Jimmy Im’s Gift to L.A., and Introducing “Citizen Raw”

NOTES FROM ARDEN

BY STEVEN LEIGH MORRIS

Notes From Arden Steven Leigh Morris

Jimmy Im’s Gift to L.A., and Introducing Citizen Raw

BY STEVEN LEIGH MORRIS

 

Vanity Fair presented the L.A. theater community a huge gift on April 10th in the form of Jimmy Im’s promo piece for the theater/cabaret show For the Record. The gift wasn’t Im’s unfettered adulation of a perfectly pleasant and sometimes amusing program of restaging old movies once directed by the likes of Quentin Tarantino and Baz Luhrmann, and using the children of celebs to do so. The gift was his framing of the somewhat hackneyed concept as “genius” – and how it could bring our otherwise flat-lining theater scene back from the dead.

 

Poor For the Record: They’re now wondering what hit them.  This was supposed to be good PR, and instead they ended up being pilloried in the justifiably indignant theater community’s firefight with Im.

 

FTR may have gotten unfairly caught in the crossfire, but it was truly heartening to read the blistering responses from L.A.  — see the 70 (as of this posting) comments on the VF website excoriating Im, his breathtaking ignorance and folly, so cavalierly broadcast from VF’s national platform.
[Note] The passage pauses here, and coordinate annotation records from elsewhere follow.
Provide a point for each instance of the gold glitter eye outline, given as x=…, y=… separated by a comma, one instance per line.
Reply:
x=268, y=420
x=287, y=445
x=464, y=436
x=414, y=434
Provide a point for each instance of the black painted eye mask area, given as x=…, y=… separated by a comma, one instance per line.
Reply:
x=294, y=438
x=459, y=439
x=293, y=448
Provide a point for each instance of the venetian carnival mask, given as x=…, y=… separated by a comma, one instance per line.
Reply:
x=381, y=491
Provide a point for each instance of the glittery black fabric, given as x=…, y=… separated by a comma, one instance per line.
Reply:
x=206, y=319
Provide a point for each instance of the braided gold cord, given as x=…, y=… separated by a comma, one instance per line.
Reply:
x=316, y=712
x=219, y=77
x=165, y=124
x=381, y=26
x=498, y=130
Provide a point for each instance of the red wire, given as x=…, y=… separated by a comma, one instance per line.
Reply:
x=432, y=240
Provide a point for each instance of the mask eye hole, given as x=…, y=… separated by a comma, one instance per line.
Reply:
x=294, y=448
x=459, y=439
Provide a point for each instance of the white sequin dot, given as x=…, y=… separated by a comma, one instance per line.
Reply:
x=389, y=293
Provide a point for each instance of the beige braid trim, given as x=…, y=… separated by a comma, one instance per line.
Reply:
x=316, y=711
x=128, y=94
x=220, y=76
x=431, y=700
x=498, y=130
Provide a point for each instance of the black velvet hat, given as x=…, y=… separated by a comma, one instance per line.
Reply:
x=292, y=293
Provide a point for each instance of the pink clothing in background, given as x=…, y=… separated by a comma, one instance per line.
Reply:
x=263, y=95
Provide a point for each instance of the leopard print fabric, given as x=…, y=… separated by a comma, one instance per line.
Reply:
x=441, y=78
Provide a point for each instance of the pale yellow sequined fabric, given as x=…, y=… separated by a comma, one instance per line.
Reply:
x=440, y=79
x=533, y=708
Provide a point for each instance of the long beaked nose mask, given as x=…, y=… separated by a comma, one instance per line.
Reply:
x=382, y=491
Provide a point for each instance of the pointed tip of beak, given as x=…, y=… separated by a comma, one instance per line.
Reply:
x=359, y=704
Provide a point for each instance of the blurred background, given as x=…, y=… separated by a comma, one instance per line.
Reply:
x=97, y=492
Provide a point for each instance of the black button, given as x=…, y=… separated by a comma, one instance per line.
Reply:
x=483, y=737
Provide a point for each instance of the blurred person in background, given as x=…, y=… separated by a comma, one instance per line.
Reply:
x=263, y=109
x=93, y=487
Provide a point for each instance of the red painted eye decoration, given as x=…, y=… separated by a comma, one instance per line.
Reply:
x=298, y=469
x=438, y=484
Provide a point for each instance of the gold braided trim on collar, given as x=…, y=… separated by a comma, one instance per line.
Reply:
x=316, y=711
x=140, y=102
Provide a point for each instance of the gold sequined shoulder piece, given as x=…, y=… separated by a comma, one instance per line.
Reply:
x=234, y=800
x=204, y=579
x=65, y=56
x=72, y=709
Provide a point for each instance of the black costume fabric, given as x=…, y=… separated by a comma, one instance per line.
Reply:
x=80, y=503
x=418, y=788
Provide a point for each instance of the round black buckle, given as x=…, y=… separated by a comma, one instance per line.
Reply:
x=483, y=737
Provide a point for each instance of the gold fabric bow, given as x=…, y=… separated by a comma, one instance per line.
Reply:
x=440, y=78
Yep, our community has a pulse.

 

It shouldn’t matter what others think of us, except that, in this instance, we’re battling a bias dismissive of the quality of our productions. That bias is largely removed from the evidence of what’s actually on our stages, and the evidence of L.A.-born productions transferring to New York, London, Warsaw and Beijing; the only reason it matters is the way it can deter audiences from exploring the more intriguing backwaters of our exotic stage scene. That’s what hurts.  In a Tweet, Im dismissed all this as whining, which is something like calling a prisoner wrongly convicted a crybaby, when all he wants is to get out of jail.

 

Bill Raden’s current Stage Rows takes up this, as well as provocative matters of gleefully dubious importance. Pauline Adamek spoke with the puppet designer of A Midsummer Night’s Dream – the production closes on Saturday at The Broad in Santa Monica. We also spoke with playwright Charles Duncombe on what he had on his mind in his latest work at City Garage, Bulgakov-Moliere, and the relationship of political oppression to Russian Soviet culture, and to ours.

 

This week, we’re premiering a new section, Citizen Raw, (it has a new menu button) that will be home to our more innovative, interactive projects. The first of these is the premiere installment of a cross-generational series called View from the Bridge, in which a 23-year-old, Stephanie Real, who’s never before seen a play, caught Emilie Beck’s Sovereign Body, presented by Road Theatre Company at Lankershim Arts Center. To launch both Citizen Raw and View from the Bridge, we look at Stephanie’s perspective on attending the play, in order to address the nagging question when we look at theater audiences across the city: Can a lost generation of audiences be found?